Writing in Newsweek , J. Lester Feder expounded on this idea:
It must pain those fond of Senator Ted Kennedy that his death comes just when the current health-reform effort is threatened by the same kind of attacks that tanked previous efforts. In fact, the Obama health-reform package Kennedy supported in his last days is similar to one Kennedy helped defeat when proposed by President Richard Nixon. If anything, the Obama plan is more conservative. Nixon would have mandated that all employers offer coverage to their employees, while creating a subsidized government insurance program for all Americans that employer coverage did not reach. It would take a miracle to pass such a plan today—a public insurance plan and an employer mandate are two provisions of the proposals now in Congress that are most in doubt.
RN had no illusions about the time it would take for history to be ready and able to assess him realistically and objectively. In RN, he described the scene as he left the Oval Office after delivering his resignation speech on the night of 8 August 1974:
Kissinger was waiting for me in the corridor. He said, “Mr. President, after most of your major speeches in this office we have walked together back to your house. I would be honored to walk with you again tonight.”

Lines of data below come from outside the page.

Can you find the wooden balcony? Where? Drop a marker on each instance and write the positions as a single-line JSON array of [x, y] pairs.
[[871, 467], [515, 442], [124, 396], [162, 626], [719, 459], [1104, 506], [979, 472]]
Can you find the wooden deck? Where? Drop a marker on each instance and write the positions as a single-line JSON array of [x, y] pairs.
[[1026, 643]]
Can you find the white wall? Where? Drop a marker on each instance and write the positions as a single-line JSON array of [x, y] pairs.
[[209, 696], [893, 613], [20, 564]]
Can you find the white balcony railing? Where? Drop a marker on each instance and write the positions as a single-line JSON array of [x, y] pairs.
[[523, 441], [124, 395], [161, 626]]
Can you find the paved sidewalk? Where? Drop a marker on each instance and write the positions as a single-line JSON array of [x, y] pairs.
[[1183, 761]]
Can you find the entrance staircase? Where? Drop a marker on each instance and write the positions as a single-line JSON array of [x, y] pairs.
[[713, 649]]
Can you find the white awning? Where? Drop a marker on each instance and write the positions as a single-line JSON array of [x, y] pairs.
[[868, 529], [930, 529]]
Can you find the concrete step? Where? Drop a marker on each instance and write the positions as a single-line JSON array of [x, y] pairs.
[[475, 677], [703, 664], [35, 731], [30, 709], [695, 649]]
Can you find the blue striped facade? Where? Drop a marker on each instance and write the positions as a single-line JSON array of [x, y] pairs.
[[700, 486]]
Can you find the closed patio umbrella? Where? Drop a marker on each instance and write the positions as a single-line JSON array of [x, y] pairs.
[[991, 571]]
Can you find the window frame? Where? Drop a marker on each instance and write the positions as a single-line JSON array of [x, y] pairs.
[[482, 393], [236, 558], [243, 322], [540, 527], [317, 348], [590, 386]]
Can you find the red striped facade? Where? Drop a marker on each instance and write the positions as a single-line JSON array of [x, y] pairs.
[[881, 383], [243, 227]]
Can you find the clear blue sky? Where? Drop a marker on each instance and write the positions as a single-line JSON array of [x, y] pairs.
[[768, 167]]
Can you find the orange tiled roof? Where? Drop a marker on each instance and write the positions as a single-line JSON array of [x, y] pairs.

As we walked past the dark Rose Garden, Kissinger’s voice was low and sad. He said that he thought that historically this would rank as one of the great speeches and that history would judge me one of the great Presidents. I turned to him and said, “that depends, Henry, on who writes the history.” At the door of the Residence I thanked him and we parted.
RN was aware that the process of historical rehabilitation is usually measured more in centuries than decades. Privately, he thought that fifty years (the passage of two generations and their passions) would be the minimum amount of time required. (The most recent example, David McCulloch’s Truman, had appeared twenty years after HST died and four decades after he left office with a 22% approval rating and mired by scandals.)
Now, thanks to President Obama’s Oslo imprimatur, the timetable for reconsideration has been considerably moved forward. It may even be that in 2010 —twenty years after RN’s Library opened and sixteen years after his death— it might be well begun; and, that by his 100th birthday in 2013, it might even be well under way.
A Once and Future Slogan: a bumper strip from the 1972 campaign.